Google's new JPEG image encoder offers higher quality and saves on size and bandwidth

We humans are visual creatures, and while video is the predominant choice for information consumption online these days, making up over 80% of all the online traffic, images have and will continue to play a major part in the digital experience. Whether we like to think about it or not, all of the data bandwidth we consume has a cost and titans of industry like Google have a vested interest to optimize said cost. Well, for better or worse, the search giant's last effort in the image format space – WebP didn't exactly go so well and failed to come close to its goal of replacing JPG, PNG and GIF.

So, Google changed its approach and decided to make JPEG better instead of fighting against its ubiquitous status. Enter jpegli. It is a JPEG coding library that contains both an encoder and a decoder. Probably the most important bit is that both the encoder and decoder comply with "the original JPEG standard and its most conventional 8-bit formalism". In simpler terms this means that the images encoded using jpegli are drop-in compatible with existing decoders like your browser or image viewer of choice.

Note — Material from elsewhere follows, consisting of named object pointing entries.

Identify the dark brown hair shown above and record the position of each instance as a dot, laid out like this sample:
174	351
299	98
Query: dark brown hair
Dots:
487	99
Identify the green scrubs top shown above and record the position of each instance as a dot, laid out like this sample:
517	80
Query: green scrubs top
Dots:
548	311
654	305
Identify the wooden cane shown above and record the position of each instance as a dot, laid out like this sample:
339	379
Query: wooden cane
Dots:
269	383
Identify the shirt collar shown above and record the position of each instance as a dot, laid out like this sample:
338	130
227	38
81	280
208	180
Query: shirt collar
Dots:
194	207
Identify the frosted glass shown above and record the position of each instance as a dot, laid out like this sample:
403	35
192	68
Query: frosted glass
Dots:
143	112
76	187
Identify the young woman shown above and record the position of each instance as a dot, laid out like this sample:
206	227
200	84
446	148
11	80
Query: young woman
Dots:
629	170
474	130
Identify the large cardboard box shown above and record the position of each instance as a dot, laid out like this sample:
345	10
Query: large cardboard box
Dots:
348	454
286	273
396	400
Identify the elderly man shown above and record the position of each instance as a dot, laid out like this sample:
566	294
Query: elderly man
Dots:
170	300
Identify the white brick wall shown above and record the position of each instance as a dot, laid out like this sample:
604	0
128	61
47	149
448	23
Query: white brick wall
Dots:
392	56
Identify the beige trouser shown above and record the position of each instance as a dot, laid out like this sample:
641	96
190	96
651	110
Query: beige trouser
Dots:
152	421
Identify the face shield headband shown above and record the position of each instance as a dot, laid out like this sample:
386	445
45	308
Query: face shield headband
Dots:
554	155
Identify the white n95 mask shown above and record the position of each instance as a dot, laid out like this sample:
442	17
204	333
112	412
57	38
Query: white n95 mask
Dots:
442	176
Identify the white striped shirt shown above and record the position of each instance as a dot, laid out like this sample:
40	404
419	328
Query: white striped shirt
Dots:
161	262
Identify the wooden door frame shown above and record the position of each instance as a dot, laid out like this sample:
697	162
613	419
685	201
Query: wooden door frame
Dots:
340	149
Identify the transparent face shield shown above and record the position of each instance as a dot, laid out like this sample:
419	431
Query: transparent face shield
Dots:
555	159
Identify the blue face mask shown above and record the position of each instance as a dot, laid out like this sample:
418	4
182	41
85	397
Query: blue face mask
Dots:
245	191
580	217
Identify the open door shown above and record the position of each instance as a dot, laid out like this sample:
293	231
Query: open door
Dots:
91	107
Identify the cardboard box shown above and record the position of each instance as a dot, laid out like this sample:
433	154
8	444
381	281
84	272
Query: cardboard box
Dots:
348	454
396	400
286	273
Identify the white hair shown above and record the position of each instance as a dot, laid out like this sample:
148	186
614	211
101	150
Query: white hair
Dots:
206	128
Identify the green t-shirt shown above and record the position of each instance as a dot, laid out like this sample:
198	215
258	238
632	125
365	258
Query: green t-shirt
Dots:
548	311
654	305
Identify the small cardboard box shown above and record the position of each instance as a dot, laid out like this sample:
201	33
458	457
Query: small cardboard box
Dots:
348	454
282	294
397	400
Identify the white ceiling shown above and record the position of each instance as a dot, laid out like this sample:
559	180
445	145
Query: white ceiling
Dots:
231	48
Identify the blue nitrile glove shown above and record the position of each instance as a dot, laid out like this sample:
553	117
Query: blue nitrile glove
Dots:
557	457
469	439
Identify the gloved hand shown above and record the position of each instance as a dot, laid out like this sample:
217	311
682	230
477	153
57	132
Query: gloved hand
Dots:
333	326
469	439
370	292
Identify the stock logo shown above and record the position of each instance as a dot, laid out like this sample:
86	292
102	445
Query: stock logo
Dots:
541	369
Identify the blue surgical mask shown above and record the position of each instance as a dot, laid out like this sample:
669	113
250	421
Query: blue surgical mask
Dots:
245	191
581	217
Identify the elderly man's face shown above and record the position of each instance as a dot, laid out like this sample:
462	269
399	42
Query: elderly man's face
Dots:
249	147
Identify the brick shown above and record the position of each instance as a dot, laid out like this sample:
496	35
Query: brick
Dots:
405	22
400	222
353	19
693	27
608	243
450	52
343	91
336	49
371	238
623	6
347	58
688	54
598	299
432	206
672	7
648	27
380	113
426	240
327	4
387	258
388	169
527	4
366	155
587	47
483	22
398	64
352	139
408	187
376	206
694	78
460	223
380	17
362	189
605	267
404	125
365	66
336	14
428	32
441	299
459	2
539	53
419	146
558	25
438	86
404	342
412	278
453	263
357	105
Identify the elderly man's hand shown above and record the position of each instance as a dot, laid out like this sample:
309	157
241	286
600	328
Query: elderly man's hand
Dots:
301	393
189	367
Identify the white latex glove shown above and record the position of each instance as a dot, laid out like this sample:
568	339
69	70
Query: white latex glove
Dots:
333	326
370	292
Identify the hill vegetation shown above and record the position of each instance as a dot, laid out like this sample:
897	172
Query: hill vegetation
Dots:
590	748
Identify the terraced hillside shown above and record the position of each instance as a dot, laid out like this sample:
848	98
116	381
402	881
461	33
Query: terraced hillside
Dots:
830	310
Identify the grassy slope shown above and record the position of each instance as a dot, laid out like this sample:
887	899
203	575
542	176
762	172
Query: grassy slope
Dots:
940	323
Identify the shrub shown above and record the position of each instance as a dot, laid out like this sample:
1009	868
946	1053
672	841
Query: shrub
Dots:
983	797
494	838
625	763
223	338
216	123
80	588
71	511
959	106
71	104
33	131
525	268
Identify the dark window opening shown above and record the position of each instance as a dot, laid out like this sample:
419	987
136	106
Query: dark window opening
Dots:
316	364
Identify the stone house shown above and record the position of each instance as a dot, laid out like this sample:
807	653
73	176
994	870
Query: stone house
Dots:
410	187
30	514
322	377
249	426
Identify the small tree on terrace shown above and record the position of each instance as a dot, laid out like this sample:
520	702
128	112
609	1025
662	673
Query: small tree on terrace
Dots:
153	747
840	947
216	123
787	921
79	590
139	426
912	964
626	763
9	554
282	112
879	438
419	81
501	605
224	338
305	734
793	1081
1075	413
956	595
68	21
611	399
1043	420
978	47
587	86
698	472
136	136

Now, we won't pretend like we know exactly what kind of "black magic" Google is using in jpegli. According to the press release, it "uses adaptive quantization to reduce noise and improve image quality. This is done by spatially modulating the dead zone in quantization based on psychovisual modeling.".

However, some of jpegli's outlined benefits are much easier to grasp. Such as the fact that it compressed images around 35% more than traditional JPEG codecs while preserving their visual quality. That alone is a huge win for online bandwidth. If nothing else, just think of how much space Google themselves would save in Google Photos by reencoding user content. Also, jpegli apparently performs "more precise and psychovisually effective computations, " making images "look clearer and have fewer observable artifacts." It can also encode images with 10+ bits per component compared to the 8 bits of traditional JPEG coding solutions, which happens in the original 8-bit formalism without breaking compatibility with traditional 8-bit viewers while reducing "visible banding artifacts in slow gradients". And last but not least, jpegli is apparently comparable in speed to other coding libraries, so it won't cost any additional computational resources or show processes down.

A higher ELO score indicates a better aggregate performance

Google has already published the full jpegli source code on GitHub, so anyone interested can check it out and potentially start using it today.